Raw vegetables go well with herbs such as cilantro, parsley, dill, basil, rosemary, and tarragon. You can also try mixing in spices such as paprika, cayenne, and cinnamon. Seasoning vegetables with herbs and spices can make them taste more delicious and make them more appealing to eat.
Get creative with dips and sauces
Vegetables are great on their own, but they are even tastier when combined with dips and sauces. For example, you can combine roasted veggies with hummus or veggie dips. You can also add vegetables to pasta dishes or mix them into soups and stews. Vegetables go well with sauces, such as garlic and olive tapenade, pesto, soy sauce, Worcestershire sauce, and balsamic vinegar. Many vegetables can also be eaten raw, making them a perfect choice for people who prefer to eat their vegetables raw.
Eat raw or baked goods with added veggies
Vegetables are low in calories, sodium, fat, and cholesterol and high in fibre, vitamins, and minerals. They’re also great for promoting optimal gut health. People who suffer from inflammatory bowel diseases, such as Crohn’s disease and ulcerative colitis, should especially consider eating more veggies as these conditions have been linked to an overactive gut microbiome.
Raw vegetables, such as carrots, beets, and cucumbers, are a great source of nutrients and vitamins, but they contain very little water, making them a great choice for weight loss. You can add raw vegetables to salads or you can steam them and add them to soups, stews, pasta, and other dishes.
Wraps are great for on-the-go snacking
Wraps are a great way to boost the amount of vegetables that you eat. These portable snacks are ideal for when you’re on the go or just don’t have time to sit down and eat a full plate of vegetables.
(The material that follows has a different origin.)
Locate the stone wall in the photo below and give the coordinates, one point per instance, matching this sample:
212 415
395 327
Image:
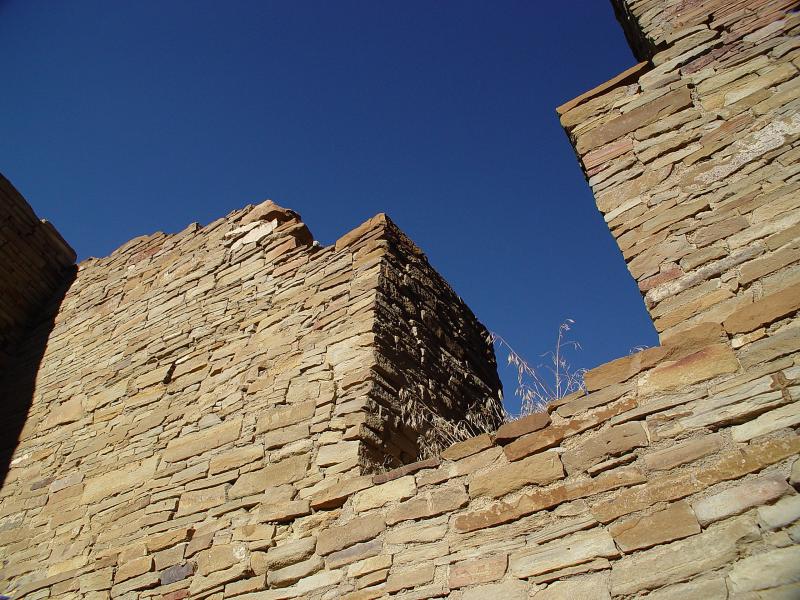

There are many options for making your own wraps, such as sprouting and dehydrating raw vegetables or using hummus as a dipping sauce. You can also wrap non-vegetarian foods, such as chicken tenders or shrimp, in raw vegetables as a substitute for meat.
There’s no doubt that vegetables are important, but they can be tough. The good news is that you don’t have to eat them every day, or even every week. “If you make sure to get a good balance of other foods, such as fruits, whole grains and protein-rich foods, you can get all the nutrients you need without feeling like you’re missing out on anything,” says Lauren Plugh, RDN, CDN, a spokesperson for the Academy of Nutrition and Dietetics.